Mala, a marketing executive in a multi-national company and who is in her early 
thirties said, "I learned all that I needed to know about sex from the 
internet." She comes from a typically modern Malay family, but even her mother 
considers sex a taboo subject. Mala was briefly on the pill until she found 
that it made her put on weight; 10 kilograms in two months. "The pill gave me a 
better complexion, but my friends said that I would have thrombosis and other 
health problems, so I stopped. If it had not made me fatter, I might have 
continued." 

Two elderly women said that in the 60s, they took the pill. One who lived in 
the kampong (village) said that in those days, she had easy access to a bidan 
or midwife. Just as today, husbands left the choice of contraception to the 
wives, but they did participate. According to the other 77 year-old: "After 
dinner, my husband and I would sit down in front of the television, have coffee 
and I would take my pill. It was the same ritual every night." 

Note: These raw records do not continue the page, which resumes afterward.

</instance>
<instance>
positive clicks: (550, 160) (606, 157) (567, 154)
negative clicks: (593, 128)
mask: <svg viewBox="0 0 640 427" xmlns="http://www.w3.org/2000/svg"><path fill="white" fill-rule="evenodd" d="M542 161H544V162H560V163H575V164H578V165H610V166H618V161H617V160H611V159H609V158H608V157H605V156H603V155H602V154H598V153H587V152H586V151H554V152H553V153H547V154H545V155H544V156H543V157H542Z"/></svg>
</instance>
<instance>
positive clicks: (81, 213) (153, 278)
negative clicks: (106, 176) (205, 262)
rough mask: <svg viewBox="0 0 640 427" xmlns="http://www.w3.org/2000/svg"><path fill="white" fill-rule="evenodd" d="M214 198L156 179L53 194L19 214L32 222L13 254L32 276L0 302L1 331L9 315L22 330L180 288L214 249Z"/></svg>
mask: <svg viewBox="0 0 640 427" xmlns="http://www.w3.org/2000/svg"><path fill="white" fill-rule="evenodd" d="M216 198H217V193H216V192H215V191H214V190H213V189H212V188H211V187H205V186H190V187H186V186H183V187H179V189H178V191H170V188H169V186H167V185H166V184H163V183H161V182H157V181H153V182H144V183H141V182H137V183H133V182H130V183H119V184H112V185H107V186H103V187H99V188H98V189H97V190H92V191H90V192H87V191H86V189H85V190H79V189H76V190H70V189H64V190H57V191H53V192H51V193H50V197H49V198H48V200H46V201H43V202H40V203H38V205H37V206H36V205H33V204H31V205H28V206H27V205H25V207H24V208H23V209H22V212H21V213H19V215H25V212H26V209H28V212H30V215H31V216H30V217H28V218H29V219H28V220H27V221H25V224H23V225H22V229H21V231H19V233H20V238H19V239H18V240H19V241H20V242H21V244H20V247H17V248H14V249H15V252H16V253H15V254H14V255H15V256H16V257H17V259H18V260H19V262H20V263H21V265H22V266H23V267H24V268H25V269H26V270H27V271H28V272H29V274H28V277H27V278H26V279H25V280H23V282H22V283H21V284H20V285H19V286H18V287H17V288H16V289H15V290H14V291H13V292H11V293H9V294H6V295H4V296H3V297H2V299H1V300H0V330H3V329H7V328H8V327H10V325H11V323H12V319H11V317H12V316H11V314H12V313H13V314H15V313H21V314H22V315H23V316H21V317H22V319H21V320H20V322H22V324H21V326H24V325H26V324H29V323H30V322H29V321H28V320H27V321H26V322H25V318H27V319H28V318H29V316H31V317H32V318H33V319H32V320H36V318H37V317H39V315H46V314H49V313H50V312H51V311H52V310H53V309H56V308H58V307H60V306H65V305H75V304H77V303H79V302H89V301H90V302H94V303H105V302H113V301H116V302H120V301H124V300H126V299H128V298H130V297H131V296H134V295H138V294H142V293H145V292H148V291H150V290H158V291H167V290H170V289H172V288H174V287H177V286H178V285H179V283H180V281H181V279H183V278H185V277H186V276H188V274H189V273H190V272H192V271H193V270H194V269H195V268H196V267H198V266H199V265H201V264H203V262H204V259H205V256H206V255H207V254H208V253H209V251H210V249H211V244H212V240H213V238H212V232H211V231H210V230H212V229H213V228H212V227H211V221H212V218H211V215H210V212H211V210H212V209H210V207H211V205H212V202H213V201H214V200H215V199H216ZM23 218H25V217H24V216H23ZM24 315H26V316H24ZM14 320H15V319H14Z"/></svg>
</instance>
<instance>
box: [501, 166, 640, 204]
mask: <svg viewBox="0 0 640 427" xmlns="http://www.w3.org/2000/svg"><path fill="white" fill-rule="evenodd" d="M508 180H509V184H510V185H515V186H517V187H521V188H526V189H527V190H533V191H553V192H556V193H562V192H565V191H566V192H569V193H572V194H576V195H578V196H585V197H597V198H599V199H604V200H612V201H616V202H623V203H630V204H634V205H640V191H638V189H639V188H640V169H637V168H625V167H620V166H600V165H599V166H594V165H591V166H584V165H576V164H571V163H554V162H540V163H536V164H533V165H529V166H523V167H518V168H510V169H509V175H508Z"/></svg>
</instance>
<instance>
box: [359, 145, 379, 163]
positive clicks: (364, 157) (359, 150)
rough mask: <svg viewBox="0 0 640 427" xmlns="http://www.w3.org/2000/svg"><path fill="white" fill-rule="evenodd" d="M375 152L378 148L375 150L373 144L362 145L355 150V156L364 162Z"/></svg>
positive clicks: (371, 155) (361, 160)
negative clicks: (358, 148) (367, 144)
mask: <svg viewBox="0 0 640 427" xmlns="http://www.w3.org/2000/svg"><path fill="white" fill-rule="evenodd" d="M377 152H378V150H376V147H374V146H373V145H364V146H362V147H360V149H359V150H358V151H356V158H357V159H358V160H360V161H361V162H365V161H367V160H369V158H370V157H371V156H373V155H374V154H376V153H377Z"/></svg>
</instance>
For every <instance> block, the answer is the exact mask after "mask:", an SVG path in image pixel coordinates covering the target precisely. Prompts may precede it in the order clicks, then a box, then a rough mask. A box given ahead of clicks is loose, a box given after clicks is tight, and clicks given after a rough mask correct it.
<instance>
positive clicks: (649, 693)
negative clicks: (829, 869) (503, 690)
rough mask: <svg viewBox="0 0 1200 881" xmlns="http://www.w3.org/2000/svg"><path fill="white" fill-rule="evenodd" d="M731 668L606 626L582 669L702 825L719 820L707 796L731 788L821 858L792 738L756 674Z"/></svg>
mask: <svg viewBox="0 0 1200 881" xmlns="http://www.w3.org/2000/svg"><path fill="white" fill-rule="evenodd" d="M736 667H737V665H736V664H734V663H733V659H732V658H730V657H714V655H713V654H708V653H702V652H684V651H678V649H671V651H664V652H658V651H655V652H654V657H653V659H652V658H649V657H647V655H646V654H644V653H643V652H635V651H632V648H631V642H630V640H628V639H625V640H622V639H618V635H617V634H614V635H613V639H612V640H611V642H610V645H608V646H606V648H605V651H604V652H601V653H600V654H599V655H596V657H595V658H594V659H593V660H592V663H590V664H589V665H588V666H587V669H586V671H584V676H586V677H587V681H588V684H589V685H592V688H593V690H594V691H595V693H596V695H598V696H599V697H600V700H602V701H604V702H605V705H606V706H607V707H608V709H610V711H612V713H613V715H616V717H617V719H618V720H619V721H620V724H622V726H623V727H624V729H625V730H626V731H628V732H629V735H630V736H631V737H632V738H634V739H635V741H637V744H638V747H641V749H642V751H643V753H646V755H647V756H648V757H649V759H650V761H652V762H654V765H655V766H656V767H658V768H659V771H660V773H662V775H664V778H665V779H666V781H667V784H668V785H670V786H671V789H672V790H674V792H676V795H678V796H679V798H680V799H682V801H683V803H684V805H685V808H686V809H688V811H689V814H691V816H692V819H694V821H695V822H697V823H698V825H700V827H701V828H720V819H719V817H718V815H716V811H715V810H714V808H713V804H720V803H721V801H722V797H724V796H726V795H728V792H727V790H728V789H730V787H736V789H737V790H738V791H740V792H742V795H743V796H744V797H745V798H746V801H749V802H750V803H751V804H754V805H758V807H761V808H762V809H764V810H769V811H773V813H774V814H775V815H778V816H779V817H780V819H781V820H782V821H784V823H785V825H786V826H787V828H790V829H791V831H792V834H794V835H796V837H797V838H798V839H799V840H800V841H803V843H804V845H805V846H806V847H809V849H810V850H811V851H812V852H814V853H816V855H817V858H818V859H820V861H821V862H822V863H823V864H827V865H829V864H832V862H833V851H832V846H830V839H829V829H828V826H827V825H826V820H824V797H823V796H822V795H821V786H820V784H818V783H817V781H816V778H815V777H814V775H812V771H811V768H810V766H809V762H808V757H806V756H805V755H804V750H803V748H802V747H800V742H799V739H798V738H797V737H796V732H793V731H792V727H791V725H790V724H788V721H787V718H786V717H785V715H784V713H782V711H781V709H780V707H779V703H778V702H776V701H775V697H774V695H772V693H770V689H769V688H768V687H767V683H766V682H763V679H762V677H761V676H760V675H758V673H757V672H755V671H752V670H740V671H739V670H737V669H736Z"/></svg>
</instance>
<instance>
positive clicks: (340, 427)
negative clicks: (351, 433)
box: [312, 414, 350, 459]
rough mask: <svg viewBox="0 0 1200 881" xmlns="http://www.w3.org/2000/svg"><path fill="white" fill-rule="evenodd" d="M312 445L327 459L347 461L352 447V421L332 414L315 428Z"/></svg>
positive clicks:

Today, Family Planning clinics charge minimal fees and provide a good, 
confidential service. Unmarried girls are encouraged to visit and may qualify 
for free contraceptive services. 

Without easy access, women cannot enjoy the benefits of family planning. If 
money is scarce, a woman's priorities are her family, food and schooling. Not 
on transport to clinics, even if the Pill is cheap or free.